Le marxisme en question

Nous publions ici un point de vue de notre camarade Razmig Keucheyan, point de vue qui n’est pas partagé par l’ensemble du comité de rédaction, ce qui suggère un débat… à suivre.


par Razmig Keucheyan


Le 7 octobre dernier, Critique communiste, revue d’analyse de la Ligue communiste révolutionnaire, organisait un débat sur le thème «Marx, marxismes et sociologies critiques: regards croisés». Le projet initial était de confronter la tradition marxiste avec les nouvelles pensées radicales intervenues dans le débat public lors des événements de décembre 1995. La rencontre a donné lieu à des discussions d’une grande richesse, dont les conséquences à la fois théoriques et pratiques concernent l’ensemble du mouvement social actuel.



Dans le sillage de décembre 95



Les grèves françaises de décembre 95 ont de toute évidence donné le coup d’envoi d’une nouvelle période de luttes sociales. L’originalité du mouvement qui émergea à l’époque s’exprimait – et s’exprime aujourd’hui encore – au moins de deux façons. En premier lieu, celui-ci confirmait l’apparition d’organisations socio-politiques d’un type tout à fait nouveau, dont les syndicats SUD, issus six ans plus tôt d’une scission au sein de la CFDT, constituent le modèle paradigmatique(1). Ces nouvelles organisations se caractérisaient, d’une part, par la radicalité de leurs positions politiques, qui renouaient souvent avec la mise en cause explicite du système capitaliste. D’autre part, elles rompaient avec le strict «ouvriérisme» des centrales syndicales traditionnelles, en préconisant l’intégration dans les luttes sociales de couches de la population (chômeuses/eurs notamment) jusque-là relativement tenues à l’écart.

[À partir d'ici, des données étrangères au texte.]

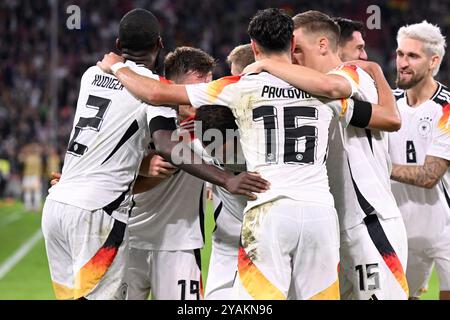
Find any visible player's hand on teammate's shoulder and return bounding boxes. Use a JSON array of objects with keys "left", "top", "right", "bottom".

La seconde caractéristique du mouvement de décembre fut le retour d’une certaine catégorie d’«intellectuels» dans le débat politique. Ceux-ci se divisèrent à l’époque en deux camps(2). Les uns, favorables au Plan Juppé de réforme de la Sécurité sociale, s’étaient regroupés autour d’une pétition saluant le «courage» de Nicole Notat, secrétaire générale de la CFDT, qui, dès le début de la crise, avait stigmatisé le «corporatisme» des opposants au Plan. Les autres, réunis autour de l’ «Appel Bourdieu», appelaient au contraire la population à soutenir les revendications des grévistes. A l’occasion de cette dernière pétition, la «sociologie critique» faisait une entrée fracassante dans l’arène politique européenne. Des noms comme ceux de Pierre Bourdieu, Luc Boltanski, Robert Castel ou Philippe Corcuff allaient désormais occuper une part importante du terrain de la critique du néolibéralisme «réellement existant».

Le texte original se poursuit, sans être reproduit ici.